Auf welche Veranstaltungen und Ereignisse bereiten Sie sich als nächstes vor?
Bareis: Der nächste Deutsche Posaunentag ist 2024. Da beginnen jetzt die Vorbereitungen. Bei der diesjährigen Hauptversammlung in Pforzheim haben wir uns für Hamburg als Veranstaltungsort entschieden. Beim letzten Posaunentag in Dresden waren es fast 23.000 Anmeldungen, in Hamburg werden es wohl noch etwas mehr. Das ist für uns schon eine ziemlich große logistische Leistung. Auch bei den Kirchentagen sind wir immer aktiv.
Woher rührt die enorme Bindekraft der Posaunenchöre, ist es das generationenübergreifende Element?
Bareis: Ich denke, es ist die Gemeinschaft, die wir miteinander haben. Da hat jeder Platz und kann mitmachen. Das ist auch unser grundsätzlicher Anspruch und etwas, das eine starke Bindekraft entfaltet. Das Zusammenspiel mehrerer Generationen ist toll. Ich merk das bei meinem eigenen Sohn, der immer wieder kommt und sagt: „Komm, Papa, spielen wir das mal zusammen“ – weil es ihm einfach Spaß macht. Auch dass man relativ schnell schon fit ist zum Mitspielen, zumindest bei einfachen Chorälen im Gottesdienst, ist eine Stärke der Posaunenarbeit. Dort einen „Dienst“ zu leisten – so ist auch das Verständnis der Bläserinnen und Bläser: Dass sie einen „Einsatz“ haben, wenn sie spielen, ähnlich wie Feuerwehr und Rotes Kreuz, nicht so sehr einen künstlerischen Auftritt. Und wenn einem der eigene Chor zu eng wird, gibt es die überregionalen Auswahlensembles.
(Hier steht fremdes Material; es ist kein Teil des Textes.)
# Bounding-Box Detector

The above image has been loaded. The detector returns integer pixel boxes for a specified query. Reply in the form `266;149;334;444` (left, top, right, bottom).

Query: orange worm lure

Über den Horizont blicken kann man also auch…
Bareis: Genau. Gleichzeitig wird in den Auswahlensembles aber darauf geachtet, dass die Mitglieder auch weiterhin in ihrem Heimatchor mitmachen. Gerade unsere Leistungsträger sollen an der Basis unterstützen, Impulse geben und fördern. Das ist das Fantastische, dass Leute, die semiprofessionell oder gar professionell spielen, neben einem Anfänger sitzen und gemeinsam musizieren.